Makrele
Scomber scombrus
Auch bekannt als: Scomber, Atlantische Makrele, Gemeine Makrele, Holzmakrele, Makrell
Makrele zählt zu den gesündesten Fischen überhaupt und liefert außergewöhnlich viele Omega-3-Fettsäuren, die Herz, Gehirn und Entzündungsprozesse positiv beeinflussen. Der fettreiche Seefisch punktet zudem mit hochwertigem Eiweiß, Vitamin D und wichtigen B-Vitaminen. Allerdings können größere Exemplare Schwermetalle anreichern, und bei unsachgemäßer Lagerung kann sich das problematische Histamin bilden. Frische und Herkunft sind daher entscheidend für den gesundheitlichen Nutzen.
Nährstoffprofil
Nachhaltigkeit
Makrele aus nachhaltigem Fang (MSC-zertifiziert) aus dem Nordostatlantik ist eine gute Wahl, Bestände im Mittelmeer sind teilweise überfischt.
Saisonkalender
Gefahren
- Schwermetallbelastung
- Histaminbildung
- Überfischung
Warnhinweise
- Makrelen können Quecksilber und andere Schwermetalle enthalten, besonders größere Exemplare aus belasteten Gewässern.
- Bei unsachgemäßer Lagerung kann sich in Makrelen schnell Histamin bilden, was zu allergischen Reaktionen führen kann.
Unverträglichkeiten
- Fischallergie
- Histaminintoleranz
Westliche Medizin vs. TCM
Westliche Medizin
Makrele gehört zu den nährstoffreichsten Fischen und ist eine hervorragende Quelle für langkettige Omega-3-Fettsäuren EPA und DHA. Diese essentiellen Fettsäuren unterstützen die Herzgesundheit, reduzieren Entzündungen und sind wichtig für die Gehirnfunktion. Der hohe Gehalt an Vitamin D, B12 und Selen macht Makrele zu einem wertvollen Lebensmittel für das Immunsystem und die Knochengesundheit. Studien zeigen, dass regelmäßiger Verzehr von fettreichen Fischen wie Makrele das Risiko für Herz-Kreislauf-Erkrankungen senken kann.
Traditionelle Chinesische Medizin
In der TCM wird Makrele als thermisch neutral bis leicht warm eingestuft und dem süßen Geschmack zugeordnet. Sie stärkt das Qi von Milz und Niere und nährt das Blut sowie das Yin. Makrele wird traditionell zur Unterstützung der Nierenessenz und zur Stärkung der Konstitution verwendet. Ihr hoher Nährwert macht sie besonders wertvoll für Menschen mit Schwäche und Erschöpfung. Die befeuchtende Wirkung hilft bei Trockenheit und nährt das Yin der Lunge.
Worauf beim Kauf achten
- Kleine bis mittelgroße Makrelen wählen - sie enthalten weniger Schwermetalle als große Exemplare
- Auf klare Augen, rote Kiemen und festen Fischgeruch achten - starker Fischgeruch deutet auf mangelnde Frische hin
- Nordatlantische Makrele bevorzugen, da sie meist weniger belastet ist als Fische aus stark befischten Gebieten
- Frische Makrele sofort verarbeiten oder maximal 1-2 Tage bei 0-2°C lagern
Häufige Fragen
Wie oft kann man Makrele bedenkenlos essen?
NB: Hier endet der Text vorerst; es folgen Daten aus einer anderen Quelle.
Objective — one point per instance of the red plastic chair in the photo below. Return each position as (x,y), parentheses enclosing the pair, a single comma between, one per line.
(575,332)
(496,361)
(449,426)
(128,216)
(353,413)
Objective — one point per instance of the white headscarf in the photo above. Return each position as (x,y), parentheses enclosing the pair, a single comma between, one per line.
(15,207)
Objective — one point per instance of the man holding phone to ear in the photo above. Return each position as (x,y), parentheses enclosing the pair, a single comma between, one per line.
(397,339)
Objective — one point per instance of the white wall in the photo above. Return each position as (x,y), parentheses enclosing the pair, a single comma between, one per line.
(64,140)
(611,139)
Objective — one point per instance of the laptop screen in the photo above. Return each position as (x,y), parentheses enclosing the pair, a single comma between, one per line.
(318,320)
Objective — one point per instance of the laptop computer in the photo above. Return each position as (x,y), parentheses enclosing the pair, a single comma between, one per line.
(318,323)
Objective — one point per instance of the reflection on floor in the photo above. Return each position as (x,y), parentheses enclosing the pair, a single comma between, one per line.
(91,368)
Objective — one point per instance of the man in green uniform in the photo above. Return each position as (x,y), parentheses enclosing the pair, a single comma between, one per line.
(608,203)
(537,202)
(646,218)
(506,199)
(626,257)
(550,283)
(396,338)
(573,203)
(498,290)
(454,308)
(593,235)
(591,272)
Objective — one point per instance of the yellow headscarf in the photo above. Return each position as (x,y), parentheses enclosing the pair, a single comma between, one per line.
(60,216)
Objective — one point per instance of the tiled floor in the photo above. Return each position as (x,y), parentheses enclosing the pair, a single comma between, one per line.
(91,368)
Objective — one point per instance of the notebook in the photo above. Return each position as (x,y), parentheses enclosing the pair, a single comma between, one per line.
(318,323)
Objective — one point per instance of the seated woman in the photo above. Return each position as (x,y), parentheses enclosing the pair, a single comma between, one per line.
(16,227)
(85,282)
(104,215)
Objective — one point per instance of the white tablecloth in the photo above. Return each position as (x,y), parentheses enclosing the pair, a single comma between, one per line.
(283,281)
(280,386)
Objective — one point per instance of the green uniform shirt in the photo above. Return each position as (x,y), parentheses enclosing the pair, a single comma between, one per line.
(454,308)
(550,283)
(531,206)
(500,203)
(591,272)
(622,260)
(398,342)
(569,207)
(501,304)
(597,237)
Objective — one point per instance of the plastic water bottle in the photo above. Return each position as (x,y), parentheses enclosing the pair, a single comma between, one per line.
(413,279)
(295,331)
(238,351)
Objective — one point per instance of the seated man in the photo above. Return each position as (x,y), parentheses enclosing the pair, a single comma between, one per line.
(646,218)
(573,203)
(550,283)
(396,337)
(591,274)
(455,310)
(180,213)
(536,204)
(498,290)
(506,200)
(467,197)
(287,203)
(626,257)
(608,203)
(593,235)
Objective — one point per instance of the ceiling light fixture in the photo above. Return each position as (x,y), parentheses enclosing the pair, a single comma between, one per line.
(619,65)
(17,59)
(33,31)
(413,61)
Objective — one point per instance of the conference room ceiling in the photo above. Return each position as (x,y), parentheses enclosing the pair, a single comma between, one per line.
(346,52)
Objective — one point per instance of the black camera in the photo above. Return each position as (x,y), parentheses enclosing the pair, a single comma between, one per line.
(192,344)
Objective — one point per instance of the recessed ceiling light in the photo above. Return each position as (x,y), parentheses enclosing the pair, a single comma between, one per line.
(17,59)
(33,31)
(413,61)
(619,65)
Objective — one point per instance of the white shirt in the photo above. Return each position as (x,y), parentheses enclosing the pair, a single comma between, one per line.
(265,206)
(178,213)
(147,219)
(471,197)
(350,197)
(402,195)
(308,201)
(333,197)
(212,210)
2-3 Portionen pro Woche sind für gesunde Erwachsene unbedenklich und optimal für die Omega-3-Versorgung. Schwangere sollten aufgrund möglicher Schwermetallbelastung nicht mehr als eine Portion wöchentlich konsumieren.
Ist geräucherte Makrele genauso gesund wie frische?
Geräucherte Makrele enthält noch immer wertvolle Omega-3-Fettsäuren, aber deutlich mehr Salz und eventuelle Schadstoffe durch den Räucherprozess. Frische oder schonend gegarte Makrele ist gesundheitlich vorteilhafter.
Was passiert wenn Makrele nicht frisch ist?
Bei unsachgemäßer Lagerung bildet sich in Makrele besonders schnell Histamin, das zu Übelkeit, Kopfschmerzen und allergieähnlichen Reaktionen führen kann. Deshalb sollte man nur absolut frische Exemplare kaufen und schnell verarbeiten.
Dieser Artikel dient ausschließlich der allgemeinen Information und ersetzt keine ärztliche Beratung. Bei gesundheitlichen Beschwerden bitte eine Fachperson konsultieren.